用convnet識別驗證碼，如何定義丟失函數

我有一個小型的研究項目，我嘗試解碼一些驗證碼圖片。我用Tensorflow 0.9 convnet實施的基礎上，MNIST例子（https://github.com/aymericdamien/TensorFlow-Examples/blob/master/examples/3_NeuralNetworks/convolutional_network.py）用convnet識別驗證碼，如何定義丟失函數

我的代碼可以在GitHub上https://github.com/ksopyla/decapcha/blob/master/decaptcha_convnet.py

我嘗試做重現描述的想法：

「多位數利用深度卷積神經網絡從街景圖像識別號碼「Goodfellow at al（https://arxiv.org/pdf/1312.6082.pdf）
」具有主動深度學習的CAPTCHA識別「Stark at al（https://vision.in.tum.de/_media/spezial/bib/stark-gcpr15.pdf）

其中特定的字符序列被編碼爲一個二進制向量。在我的情況下的驗證碼中包含最多20個拉丁字符，每個字符被編碼爲63暗淡的二元載體，其中1個比特被設定在位置，根據：

數字「0-9」 - 在0- 1位9
大字母 'AZ' - 1在位置10-35
小字母 'AZ' - 1個atposition 36-61
位置62被保留用於空白字符 ''（更短的話，然後20個字符是填充''多達20個）

所以最後當我連接所有20個字符時，我得到了20 * 63昏暗的矢量，我的網絡應該學習。我的主要問題是如何爲優化器定義適當的損失函數。

架構我的網絡的：

CONV 3x3x32 - > RELU - >池（K = 2） - >差
CONV 3x3x64 - > RELU - >池（K = 2） - >差
CONV 3x3x64 - > RELU - >池（K = 2） - >差
FC 1024 - > RELU - >差
輸出20 * 63 -

所以我的主要問題是如何爲優化器定義損失以及如何評估模型。我有嘗試這樣的事情

# Construct model 
pred = conv_net(x, weights, biases, keep_prob) 

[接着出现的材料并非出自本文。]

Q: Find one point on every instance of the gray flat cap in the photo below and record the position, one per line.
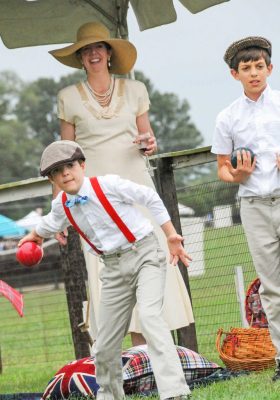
(59, 153)
(250, 41)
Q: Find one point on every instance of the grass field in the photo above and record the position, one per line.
(35, 347)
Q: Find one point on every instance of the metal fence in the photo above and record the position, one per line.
(214, 237)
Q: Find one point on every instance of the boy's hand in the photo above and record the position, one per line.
(245, 166)
(61, 237)
(31, 237)
(177, 251)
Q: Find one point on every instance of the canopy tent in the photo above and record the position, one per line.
(37, 22)
(9, 228)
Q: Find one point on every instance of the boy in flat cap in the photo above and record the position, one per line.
(102, 211)
(253, 121)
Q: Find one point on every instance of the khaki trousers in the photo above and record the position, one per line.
(127, 277)
(261, 222)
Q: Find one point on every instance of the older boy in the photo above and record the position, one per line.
(102, 211)
(253, 121)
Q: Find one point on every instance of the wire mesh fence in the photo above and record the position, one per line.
(218, 245)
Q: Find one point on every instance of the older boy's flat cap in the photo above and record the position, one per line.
(250, 41)
(59, 153)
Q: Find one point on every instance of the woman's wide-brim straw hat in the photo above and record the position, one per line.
(123, 52)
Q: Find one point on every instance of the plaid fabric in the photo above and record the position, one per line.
(79, 376)
(138, 374)
(255, 314)
(13, 296)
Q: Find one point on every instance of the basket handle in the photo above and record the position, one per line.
(218, 340)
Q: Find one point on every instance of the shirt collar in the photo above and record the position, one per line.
(84, 189)
(263, 97)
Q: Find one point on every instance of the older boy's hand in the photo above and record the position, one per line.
(31, 237)
(278, 160)
(177, 251)
(245, 166)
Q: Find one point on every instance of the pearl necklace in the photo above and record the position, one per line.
(102, 98)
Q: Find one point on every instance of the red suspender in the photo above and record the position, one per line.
(75, 226)
(108, 208)
(111, 211)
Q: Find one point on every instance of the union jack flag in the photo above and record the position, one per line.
(77, 377)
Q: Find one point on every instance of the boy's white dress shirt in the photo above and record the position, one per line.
(96, 223)
(253, 124)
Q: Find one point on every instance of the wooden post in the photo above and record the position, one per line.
(165, 184)
(74, 268)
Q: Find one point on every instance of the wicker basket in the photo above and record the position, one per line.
(246, 349)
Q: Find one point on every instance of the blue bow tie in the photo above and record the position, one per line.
(76, 200)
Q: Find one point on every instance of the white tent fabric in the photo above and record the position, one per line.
(32, 23)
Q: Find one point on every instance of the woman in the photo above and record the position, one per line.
(106, 116)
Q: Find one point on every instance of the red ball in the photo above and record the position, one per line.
(29, 254)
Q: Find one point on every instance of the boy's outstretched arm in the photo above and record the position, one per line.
(31, 237)
(175, 245)
(245, 167)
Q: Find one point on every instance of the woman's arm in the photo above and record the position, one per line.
(143, 125)
(67, 130)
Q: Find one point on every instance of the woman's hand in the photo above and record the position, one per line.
(152, 146)
(177, 251)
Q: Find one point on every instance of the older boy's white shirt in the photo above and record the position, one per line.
(95, 222)
(256, 125)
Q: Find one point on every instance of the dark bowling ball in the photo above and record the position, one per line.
(234, 155)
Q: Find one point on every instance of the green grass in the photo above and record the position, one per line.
(36, 346)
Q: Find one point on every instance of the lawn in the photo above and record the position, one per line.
(34, 347)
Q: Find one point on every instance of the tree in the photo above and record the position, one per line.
(170, 120)
(37, 106)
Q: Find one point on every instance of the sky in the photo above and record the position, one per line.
(185, 57)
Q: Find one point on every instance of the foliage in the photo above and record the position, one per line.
(170, 120)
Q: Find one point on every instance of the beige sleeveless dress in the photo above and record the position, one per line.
(106, 136)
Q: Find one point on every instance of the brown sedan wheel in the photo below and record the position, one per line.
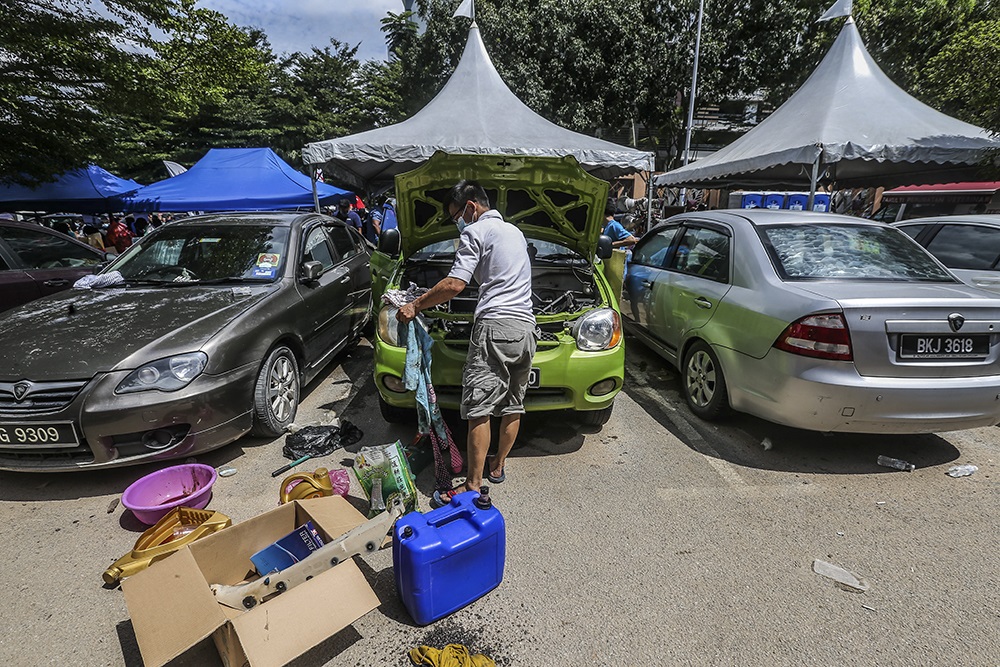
(276, 395)
(704, 384)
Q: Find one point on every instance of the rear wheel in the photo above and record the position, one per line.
(395, 415)
(703, 382)
(276, 394)
(597, 417)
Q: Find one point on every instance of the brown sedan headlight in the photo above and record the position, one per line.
(168, 374)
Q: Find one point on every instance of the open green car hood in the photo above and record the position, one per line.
(550, 199)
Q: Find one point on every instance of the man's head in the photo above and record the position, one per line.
(466, 201)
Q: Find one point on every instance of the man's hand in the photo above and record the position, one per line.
(407, 313)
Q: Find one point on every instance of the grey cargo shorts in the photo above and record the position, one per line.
(496, 370)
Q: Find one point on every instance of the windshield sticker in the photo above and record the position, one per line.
(265, 272)
(268, 259)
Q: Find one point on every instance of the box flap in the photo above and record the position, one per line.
(172, 608)
(290, 624)
(224, 557)
(333, 514)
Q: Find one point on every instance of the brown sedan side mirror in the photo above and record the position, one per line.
(311, 271)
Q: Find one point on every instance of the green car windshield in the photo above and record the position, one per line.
(817, 251)
(545, 252)
(207, 254)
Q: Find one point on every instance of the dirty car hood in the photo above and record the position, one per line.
(78, 333)
(551, 199)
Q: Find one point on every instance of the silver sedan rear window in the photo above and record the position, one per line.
(814, 251)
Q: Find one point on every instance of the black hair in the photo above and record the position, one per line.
(464, 191)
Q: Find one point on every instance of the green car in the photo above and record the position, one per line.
(580, 360)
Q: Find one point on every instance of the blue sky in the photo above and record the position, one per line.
(299, 24)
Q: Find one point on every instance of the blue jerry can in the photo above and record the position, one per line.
(448, 557)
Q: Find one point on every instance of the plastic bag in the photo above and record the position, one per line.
(320, 440)
(386, 463)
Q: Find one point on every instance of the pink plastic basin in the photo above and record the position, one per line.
(152, 496)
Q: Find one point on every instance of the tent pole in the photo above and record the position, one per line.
(312, 174)
(812, 181)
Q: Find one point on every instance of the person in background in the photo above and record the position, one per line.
(345, 213)
(494, 253)
(620, 237)
(92, 237)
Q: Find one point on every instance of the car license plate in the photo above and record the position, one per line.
(944, 347)
(38, 434)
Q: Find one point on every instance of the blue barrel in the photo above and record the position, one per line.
(449, 557)
(774, 200)
(797, 201)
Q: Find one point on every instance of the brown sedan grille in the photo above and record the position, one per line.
(28, 398)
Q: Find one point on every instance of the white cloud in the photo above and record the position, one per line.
(301, 24)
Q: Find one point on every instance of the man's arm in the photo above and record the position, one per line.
(445, 290)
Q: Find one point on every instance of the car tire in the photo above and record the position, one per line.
(703, 382)
(596, 417)
(276, 394)
(396, 415)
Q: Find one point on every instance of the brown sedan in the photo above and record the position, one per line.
(203, 331)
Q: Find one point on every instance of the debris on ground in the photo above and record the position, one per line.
(844, 579)
(898, 464)
(452, 655)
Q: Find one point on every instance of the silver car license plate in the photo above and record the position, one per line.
(38, 434)
(972, 346)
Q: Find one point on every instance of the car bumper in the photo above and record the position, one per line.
(117, 430)
(566, 375)
(831, 396)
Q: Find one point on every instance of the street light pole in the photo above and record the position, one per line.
(694, 89)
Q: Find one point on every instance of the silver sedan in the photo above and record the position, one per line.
(816, 321)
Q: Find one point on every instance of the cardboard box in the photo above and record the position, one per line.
(173, 608)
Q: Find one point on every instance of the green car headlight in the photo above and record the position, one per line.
(169, 374)
(388, 327)
(598, 330)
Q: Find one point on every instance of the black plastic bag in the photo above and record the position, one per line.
(320, 440)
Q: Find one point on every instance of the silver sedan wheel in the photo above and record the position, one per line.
(282, 389)
(700, 378)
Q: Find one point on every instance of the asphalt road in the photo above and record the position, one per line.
(658, 539)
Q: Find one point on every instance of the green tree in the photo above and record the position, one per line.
(65, 69)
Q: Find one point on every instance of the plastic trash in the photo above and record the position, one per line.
(845, 579)
(898, 464)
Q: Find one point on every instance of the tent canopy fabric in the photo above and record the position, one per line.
(475, 113)
(86, 190)
(234, 179)
(862, 128)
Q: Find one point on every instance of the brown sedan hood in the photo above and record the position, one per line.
(78, 333)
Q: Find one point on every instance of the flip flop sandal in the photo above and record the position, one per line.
(489, 473)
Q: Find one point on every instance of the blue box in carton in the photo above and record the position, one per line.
(449, 557)
(287, 551)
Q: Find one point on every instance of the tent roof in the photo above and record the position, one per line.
(475, 113)
(233, 179)
(86, 190)
(865, 129)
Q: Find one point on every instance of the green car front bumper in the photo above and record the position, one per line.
(567, 375)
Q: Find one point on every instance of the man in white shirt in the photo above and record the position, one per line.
(494, 254)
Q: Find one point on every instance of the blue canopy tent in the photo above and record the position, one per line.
(234, 179)
(87, 190)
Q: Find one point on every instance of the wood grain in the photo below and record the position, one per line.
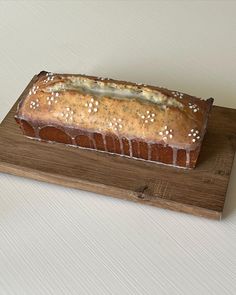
(200, 191)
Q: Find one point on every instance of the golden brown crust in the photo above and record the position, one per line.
(176, 119)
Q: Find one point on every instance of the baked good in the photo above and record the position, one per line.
(134, 120)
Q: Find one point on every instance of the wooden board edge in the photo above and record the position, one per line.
(106, 190)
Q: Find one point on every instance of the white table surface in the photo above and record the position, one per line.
(55, 240)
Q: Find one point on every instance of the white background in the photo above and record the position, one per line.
(55, 240)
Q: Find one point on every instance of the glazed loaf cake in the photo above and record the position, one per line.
(124, 118)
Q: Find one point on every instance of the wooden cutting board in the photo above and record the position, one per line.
(200, 191)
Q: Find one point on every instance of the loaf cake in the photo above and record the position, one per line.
(129, 119)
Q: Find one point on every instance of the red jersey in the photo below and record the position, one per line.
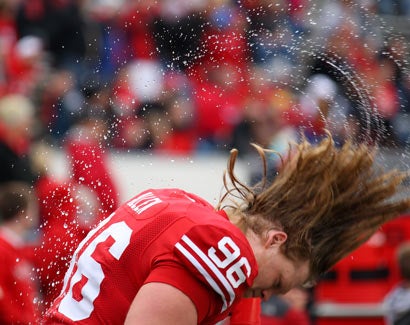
(18, 290)
(167, 236)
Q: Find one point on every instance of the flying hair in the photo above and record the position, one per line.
(329, 200)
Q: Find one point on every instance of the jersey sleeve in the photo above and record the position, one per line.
(180, 278)
(220, 260)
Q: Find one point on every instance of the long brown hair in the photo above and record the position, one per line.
(328, 199)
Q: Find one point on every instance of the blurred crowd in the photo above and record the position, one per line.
(193, 76)
(172, 76)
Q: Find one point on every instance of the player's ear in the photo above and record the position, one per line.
(276, 237)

# Define loss and optimizer 

#split prediction for each char it takes 63 continous postions, we have 20 chars 
split_pred = tf.split(1,20,pred) 
split_y = tf.split(1,20,y) 


#compute partial softmax cost, for each char 
costs = list() 
for i in range(20): 
    costs.append(tf.nn.softmax_cross_entropy_with_logits(split_pred[i],split_y[i])) 

#reduce cost for each char 
rcosts = list() 
for i in range(20): 
    rcosts.append(tf.reduce_mean(costs[i])) 

# global reduce  
loss = tf.reduce_sum(rcosts) 
optimizer = tf.train.AdamOptimizer(learning_rate=learning_rate).minimize(loss) 


# Evaluate model 

# pred are in format batch_size,20*63, reshape it in order to have each  character prediction 
# in row, then take argmax of each row (across columns) then check if it is  equal 
# original label max indexes 
# then sum all good results and compute mean (accuracy) 

#batch, rows, cols 
p = tf.reshape(pred,[batch_size,20,63]) 
#max idx acros the rows 
#max_idx_p=tf.argmax(p,2).eval() 
max_idx_p=tf.argmax(p,2) 

l = tf.reshape(y,[batch_size,20,63]) 
#max idx acros the rows 
#max_idx_l=tf.argmax(l,2).eval() 
max_idx_l=tf.argmax(l,2) 

correct_pred = tf.equal(max_idx_p,max_idx_l) 
accuracy = tf.reduce_mean(tf.cast(correct_pred, tf.float32))enter code   here

我儘量拆分從輸出的每個字符並做SOFTMAX及cross_entropy每個字符separatelly，然後將所有的成本。但我已經將tensorflow函數與普通的python列表混合在一起，我可以這樣做嗎？張量流引擎會理解這一點嗎？我可以使用哪些tensorflow函數來代替python列表？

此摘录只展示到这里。